An intermediate course serving to introduce both the qualitative properties of solutions of partial differential equations and methods of solution, including separation of variables. Topics include first-order equations, derivation of the classical equations of mathematical physics (wave, potential, and heat equations), method of characteristics, construction and behavior of solutions, maximum principles, energy integrals.

A course emphasizing advanced concepts and methods from calculus. Topics include: multivariable integral theorems (Green’s, divergence, Stokes’, Reynolds transport), extrema of multivariable functions (including Taylor’s theorem and Lagrange multipliers), the calculus of variations (Euler–Lagrange equations, constraints, principle of least action), and Cartesian tensors (calculus, invariants, representations).

An introduction to the theory and applications of complex variables. Topics include analytic functions, Riemann surfaces, complex integration, Taylor and Laurent series, residues, conformal mapping, harmonic functions, and Laplace transforms. Applications will be to problems in science and engineering such as fluid and heat flow, dynamical systems, and electrostatics.

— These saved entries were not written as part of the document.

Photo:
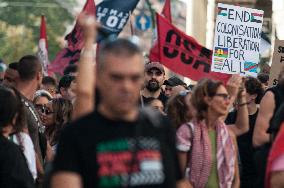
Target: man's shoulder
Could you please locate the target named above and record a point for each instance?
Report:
(8, 148)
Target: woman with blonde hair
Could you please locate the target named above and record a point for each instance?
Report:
(207, 146)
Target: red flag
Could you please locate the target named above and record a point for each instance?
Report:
(276, 151)
(42, 47)
(183, 55)
(166, 12)
(71, 54)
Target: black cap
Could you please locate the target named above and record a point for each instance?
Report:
(174, 81)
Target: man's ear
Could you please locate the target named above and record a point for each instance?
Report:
(62, 91)
(208, 100)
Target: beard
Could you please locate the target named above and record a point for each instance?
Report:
(153, 85)
(281, 83)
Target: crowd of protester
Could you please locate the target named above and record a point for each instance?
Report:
(113, 120)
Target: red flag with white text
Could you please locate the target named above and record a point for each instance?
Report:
(71, 53)
(42, 47)
(183, 55)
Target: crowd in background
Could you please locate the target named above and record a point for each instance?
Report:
(68, 132)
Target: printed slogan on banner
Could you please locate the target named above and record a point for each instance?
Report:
(237, 40)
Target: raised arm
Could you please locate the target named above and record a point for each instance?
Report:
(241, 125)
(266, 109)
(236, 89)
(84, 103)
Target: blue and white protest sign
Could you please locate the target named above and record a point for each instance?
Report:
(237, 40)
(113, 16)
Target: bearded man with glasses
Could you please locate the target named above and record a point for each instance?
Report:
(154, 79)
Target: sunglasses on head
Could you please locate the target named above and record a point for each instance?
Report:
(184, 92)
(154, 72)
(42, 109)
(225, 96)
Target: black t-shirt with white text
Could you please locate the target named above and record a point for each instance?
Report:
(107, 153)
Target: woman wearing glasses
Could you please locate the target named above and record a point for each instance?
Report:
(207, 146)
(14, 170)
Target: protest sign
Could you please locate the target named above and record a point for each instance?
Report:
(237, 40)
(277, 62)
(183, 55)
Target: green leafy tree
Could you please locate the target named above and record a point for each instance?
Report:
(20, 24)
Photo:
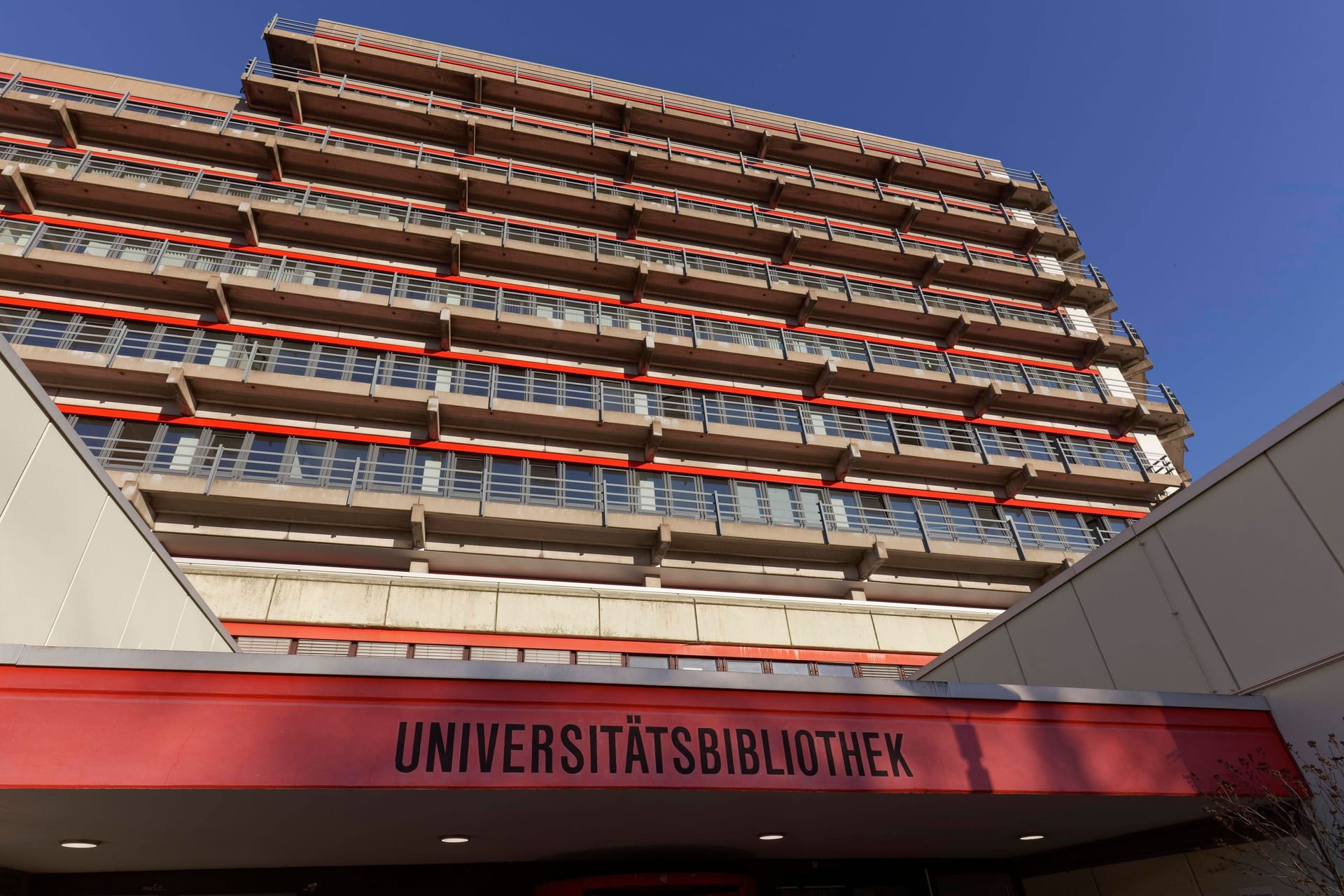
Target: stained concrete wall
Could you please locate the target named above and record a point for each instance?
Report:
(433, 602)
(77, 564)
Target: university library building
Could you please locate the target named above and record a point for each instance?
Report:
(428, 472)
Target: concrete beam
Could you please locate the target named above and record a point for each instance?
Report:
(647, 355)
(249, 225)
(847, 461)
(934, 266)
(909, 218)
(872, 561)
(20, 188)
(463, 191)
(641, 279)
(277, 171)
(1138, 416)
(67, 124)
(662, 545)
(652, 441)
(419, 527)
(636, 214)
(1019, 481)
(806, 305)
(296, 105)
(182, 391)
(432, 422)
(992, 394)
(889, 174)
(218, 300)
(1092, 352)
(137, 498)
(825, 378)
(445, 330)
(1059, 296)
(958, 330)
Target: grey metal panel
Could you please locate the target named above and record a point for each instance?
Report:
(1135, 624)
(1264, 580)
(1312, 465)
(993, 660)
(1054, 645)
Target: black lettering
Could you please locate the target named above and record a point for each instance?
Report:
(510, 748)
(873, 752)
(765, 751)
(467, 742)
(746, 750)
(898, 762)
(680, 741)
(486, 750)
(569, 735)
(846, 751)
(635, 751)
(825, 741)
(806, 764)
(542, 739)
(440, 746)
(710, 751)
(657, 746)
(610, 731)
(401, 747)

Mathematical formulation of models for various processes. Derivation of relevant differential equations from conservation laws and constitutive relations. Use of dimensional analysis, scaling, and elementary perturbation methods. Description of basic wave motion. Examples from areas including biology, elasticity, fluid dynamics, particle mechanics, chemistry, geophysics, and finance.

First-order differential equations, second-order linear equations, eigenvalues and eigenvectors of matrices, systems of first-order equations, stability and qualitative properties of nonlinear autonomous systems in the plane, Fourier series, separation of variables for partial differential equations.

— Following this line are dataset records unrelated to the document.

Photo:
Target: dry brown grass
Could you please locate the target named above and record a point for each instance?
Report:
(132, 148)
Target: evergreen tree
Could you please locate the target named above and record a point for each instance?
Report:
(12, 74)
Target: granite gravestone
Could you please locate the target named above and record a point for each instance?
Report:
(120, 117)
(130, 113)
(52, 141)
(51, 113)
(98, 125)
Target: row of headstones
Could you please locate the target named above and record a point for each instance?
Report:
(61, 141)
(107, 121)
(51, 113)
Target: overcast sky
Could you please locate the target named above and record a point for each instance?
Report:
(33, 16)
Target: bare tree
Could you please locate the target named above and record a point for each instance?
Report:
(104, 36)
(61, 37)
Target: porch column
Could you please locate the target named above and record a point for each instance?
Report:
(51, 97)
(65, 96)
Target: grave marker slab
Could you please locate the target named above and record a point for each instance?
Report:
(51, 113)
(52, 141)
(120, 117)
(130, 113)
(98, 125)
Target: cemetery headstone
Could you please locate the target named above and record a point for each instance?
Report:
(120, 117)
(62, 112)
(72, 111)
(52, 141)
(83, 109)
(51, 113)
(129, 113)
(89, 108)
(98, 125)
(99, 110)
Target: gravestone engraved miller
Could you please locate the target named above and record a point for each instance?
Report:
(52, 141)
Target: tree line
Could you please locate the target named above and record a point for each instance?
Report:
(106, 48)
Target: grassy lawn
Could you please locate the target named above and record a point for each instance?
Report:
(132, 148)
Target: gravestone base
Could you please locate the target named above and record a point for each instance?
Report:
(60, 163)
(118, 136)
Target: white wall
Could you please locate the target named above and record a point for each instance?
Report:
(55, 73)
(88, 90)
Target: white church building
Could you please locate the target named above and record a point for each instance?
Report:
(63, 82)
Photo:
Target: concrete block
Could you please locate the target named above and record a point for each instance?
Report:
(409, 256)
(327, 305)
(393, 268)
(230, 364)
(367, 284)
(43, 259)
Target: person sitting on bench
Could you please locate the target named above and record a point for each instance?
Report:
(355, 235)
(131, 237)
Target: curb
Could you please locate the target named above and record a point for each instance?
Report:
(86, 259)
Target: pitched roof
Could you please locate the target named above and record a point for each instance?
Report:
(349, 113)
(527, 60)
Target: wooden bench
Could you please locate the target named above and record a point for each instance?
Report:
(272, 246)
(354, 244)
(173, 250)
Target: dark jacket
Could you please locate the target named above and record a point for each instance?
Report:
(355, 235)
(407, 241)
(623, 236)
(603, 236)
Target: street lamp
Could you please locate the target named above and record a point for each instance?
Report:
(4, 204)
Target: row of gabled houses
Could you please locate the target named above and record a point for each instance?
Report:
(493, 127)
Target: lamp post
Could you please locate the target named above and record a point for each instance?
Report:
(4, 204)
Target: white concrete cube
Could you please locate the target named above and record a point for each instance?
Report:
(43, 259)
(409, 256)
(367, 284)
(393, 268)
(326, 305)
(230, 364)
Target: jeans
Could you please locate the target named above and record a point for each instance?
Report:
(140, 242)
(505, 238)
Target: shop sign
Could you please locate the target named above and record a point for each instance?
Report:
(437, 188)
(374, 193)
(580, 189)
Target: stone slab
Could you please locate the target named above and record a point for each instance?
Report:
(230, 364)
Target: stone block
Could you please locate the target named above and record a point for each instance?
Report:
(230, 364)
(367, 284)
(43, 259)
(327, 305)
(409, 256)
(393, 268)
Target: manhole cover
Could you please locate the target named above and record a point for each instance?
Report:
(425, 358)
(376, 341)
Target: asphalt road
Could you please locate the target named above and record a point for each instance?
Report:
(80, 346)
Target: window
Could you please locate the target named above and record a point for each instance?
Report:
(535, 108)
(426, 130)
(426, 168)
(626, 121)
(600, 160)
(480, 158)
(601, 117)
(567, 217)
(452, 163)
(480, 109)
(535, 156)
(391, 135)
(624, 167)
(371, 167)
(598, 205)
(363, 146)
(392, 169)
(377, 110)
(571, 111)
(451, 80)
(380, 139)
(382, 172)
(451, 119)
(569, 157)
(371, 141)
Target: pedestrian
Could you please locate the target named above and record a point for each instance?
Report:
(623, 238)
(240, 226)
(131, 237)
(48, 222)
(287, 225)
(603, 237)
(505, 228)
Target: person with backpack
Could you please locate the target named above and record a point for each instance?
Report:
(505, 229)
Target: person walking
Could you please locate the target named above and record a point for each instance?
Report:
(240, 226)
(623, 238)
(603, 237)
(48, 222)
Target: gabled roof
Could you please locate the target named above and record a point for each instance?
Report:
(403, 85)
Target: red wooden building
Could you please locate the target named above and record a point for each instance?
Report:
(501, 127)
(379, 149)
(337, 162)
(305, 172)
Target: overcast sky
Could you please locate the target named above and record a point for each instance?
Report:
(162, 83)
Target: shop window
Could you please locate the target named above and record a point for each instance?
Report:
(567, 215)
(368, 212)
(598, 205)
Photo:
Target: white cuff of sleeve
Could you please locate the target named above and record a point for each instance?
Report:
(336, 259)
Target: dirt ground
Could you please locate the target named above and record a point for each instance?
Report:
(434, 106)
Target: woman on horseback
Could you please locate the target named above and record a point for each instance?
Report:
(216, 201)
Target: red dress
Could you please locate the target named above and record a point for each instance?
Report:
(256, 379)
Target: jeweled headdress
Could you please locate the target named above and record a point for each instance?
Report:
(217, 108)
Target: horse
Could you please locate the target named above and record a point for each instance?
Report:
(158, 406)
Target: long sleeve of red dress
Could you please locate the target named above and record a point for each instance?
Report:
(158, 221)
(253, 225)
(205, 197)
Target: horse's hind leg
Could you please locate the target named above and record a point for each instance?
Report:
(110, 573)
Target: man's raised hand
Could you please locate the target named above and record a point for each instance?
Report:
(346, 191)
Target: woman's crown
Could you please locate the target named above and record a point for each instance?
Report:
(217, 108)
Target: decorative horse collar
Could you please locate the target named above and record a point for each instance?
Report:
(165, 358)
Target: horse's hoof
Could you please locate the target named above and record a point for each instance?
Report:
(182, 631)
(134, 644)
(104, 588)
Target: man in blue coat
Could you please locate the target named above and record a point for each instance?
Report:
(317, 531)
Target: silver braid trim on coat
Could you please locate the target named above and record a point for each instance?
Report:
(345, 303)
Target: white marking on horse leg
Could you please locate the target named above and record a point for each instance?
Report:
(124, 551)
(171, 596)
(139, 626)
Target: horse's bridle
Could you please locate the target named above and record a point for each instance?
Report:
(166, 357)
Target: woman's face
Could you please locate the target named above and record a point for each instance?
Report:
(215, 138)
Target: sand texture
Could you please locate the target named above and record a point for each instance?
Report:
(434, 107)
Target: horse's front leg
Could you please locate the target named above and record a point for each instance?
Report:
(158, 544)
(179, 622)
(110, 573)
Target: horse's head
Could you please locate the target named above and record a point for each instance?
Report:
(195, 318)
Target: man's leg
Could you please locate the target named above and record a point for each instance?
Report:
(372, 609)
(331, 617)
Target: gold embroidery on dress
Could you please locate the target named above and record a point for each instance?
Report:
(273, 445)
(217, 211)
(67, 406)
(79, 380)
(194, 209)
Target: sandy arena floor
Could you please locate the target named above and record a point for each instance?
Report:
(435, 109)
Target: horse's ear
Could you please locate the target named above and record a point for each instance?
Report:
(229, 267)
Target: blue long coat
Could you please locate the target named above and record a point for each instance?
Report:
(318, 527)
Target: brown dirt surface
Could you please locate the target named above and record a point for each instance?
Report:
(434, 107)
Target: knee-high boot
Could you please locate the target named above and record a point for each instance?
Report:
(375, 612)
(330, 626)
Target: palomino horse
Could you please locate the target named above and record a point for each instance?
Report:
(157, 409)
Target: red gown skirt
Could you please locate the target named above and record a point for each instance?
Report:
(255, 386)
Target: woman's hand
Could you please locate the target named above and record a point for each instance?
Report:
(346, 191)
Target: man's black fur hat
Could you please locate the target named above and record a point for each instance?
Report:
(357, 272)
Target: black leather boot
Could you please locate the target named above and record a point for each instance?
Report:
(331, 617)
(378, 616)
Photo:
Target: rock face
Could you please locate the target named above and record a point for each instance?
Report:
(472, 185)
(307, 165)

Directional derivatives, maxima and minima, double integrals, line integrals, div and curl, and Green’s Theorem; matrix algebra and systems of linear equations, vectors and linear transformations in R^n, eigenvectors and eigenvalues, applications in engineering and science.

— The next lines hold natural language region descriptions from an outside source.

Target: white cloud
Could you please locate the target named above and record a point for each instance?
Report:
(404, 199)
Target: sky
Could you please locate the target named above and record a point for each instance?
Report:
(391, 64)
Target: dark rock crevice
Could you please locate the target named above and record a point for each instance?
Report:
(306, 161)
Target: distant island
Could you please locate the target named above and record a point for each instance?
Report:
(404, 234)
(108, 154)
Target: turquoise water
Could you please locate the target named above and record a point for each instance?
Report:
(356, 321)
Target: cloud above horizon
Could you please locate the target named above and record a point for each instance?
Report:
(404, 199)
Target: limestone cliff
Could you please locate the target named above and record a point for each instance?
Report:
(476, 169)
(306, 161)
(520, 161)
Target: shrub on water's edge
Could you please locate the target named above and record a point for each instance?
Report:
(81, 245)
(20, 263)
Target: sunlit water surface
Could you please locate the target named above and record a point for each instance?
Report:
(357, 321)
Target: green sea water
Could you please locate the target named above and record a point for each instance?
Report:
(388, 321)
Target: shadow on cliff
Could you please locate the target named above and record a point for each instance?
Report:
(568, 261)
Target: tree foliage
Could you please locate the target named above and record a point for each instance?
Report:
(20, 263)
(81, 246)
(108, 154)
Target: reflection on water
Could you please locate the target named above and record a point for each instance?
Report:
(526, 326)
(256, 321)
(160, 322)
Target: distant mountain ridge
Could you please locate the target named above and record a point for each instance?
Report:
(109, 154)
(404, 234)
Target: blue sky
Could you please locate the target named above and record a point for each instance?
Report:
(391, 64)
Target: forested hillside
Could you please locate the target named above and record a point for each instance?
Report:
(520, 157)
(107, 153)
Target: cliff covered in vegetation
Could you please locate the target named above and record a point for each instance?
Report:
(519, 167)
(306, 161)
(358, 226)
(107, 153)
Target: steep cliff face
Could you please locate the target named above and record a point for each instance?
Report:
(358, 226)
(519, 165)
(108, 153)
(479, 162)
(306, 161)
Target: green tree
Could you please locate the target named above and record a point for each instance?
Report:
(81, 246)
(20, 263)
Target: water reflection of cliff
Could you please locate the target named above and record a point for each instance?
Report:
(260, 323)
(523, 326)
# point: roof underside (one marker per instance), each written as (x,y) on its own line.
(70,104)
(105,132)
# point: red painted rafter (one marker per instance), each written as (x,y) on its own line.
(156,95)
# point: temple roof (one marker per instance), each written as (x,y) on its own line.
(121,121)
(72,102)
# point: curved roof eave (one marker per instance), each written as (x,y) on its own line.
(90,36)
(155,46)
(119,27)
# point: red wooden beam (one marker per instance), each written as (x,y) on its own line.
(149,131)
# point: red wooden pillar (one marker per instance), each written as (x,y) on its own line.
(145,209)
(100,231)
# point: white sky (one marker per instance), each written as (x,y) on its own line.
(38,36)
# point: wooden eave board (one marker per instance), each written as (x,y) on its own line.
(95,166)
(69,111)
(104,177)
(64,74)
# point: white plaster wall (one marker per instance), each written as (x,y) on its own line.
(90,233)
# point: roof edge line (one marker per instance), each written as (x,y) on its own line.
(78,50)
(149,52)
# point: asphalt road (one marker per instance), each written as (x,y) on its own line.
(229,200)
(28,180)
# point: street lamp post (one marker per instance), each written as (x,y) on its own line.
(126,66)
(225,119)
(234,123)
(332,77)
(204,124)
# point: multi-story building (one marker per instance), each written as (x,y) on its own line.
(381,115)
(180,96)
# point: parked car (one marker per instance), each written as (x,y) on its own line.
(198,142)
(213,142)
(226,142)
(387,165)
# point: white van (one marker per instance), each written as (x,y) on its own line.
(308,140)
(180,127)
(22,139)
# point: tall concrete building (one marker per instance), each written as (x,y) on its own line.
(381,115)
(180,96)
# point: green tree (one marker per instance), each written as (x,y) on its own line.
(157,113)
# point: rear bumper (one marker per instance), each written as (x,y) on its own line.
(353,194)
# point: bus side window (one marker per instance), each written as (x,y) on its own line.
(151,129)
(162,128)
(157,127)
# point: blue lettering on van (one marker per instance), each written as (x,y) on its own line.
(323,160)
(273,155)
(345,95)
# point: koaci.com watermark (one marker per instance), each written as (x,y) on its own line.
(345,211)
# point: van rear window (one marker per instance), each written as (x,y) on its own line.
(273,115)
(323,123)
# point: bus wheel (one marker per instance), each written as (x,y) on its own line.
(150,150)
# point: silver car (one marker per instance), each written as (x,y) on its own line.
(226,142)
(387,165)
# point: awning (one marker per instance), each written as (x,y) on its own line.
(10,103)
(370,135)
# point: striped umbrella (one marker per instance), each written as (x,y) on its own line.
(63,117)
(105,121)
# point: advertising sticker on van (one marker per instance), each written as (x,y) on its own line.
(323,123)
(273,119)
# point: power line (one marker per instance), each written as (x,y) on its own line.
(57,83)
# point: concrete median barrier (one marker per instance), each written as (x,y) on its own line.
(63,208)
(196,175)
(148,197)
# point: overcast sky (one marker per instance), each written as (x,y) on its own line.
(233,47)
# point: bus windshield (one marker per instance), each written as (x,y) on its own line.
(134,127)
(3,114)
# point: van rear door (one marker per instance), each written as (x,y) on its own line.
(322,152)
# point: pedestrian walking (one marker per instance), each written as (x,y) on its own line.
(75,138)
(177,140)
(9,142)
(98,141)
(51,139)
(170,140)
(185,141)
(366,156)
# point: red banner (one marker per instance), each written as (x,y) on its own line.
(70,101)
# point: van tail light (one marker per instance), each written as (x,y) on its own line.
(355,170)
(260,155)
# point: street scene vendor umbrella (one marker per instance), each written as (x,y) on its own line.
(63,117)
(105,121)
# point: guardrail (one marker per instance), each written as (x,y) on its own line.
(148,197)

Presents fundamental principles and methods of materials and structures for aerospace engineering, and engineering analysis and design concepts applied to aerospace systems. Topics include statics; analysis of trusses; analysis of statically determinate and indeterminate systems; stress-strain behavior of materials; analysis of beam bending, buckling, and torsion; material and structural failure, including plasticity, fracture, fatigue, and their physical causes. Experiential lab and aerospace system projects provide additional aerospace context

This is an introductory course on existentialism for high school students. After a brief motivation of existentialism, the course discusses the philosophy of Albert Camus, Kierkegaard, Nietzsche and Sartre. Central works of these philosophers are discussed. In addition, we will watch movies with existential theme “The Seventh Seal”, “Waiting for Godot”, “Run Lola Run” and “Ikiru”. Through a diverse coverage of existential philosophy, movies and literature, the course aims to give a comprehensive introduction to existentialism.

Calculus of several variables. Vector algebra in 3-space, determinants, matrices. Vector-valued functions of one variable, space motion. Scalar functions of several variables: partial differentiation, gradient, optimization techniques. Double integrals and line integrals in the plane; exact differentials and conservative fields; Green’s theorem and applications, triple integrals, line and surface integrals in space, Divergence theorem, Stokes’ theorem; applications.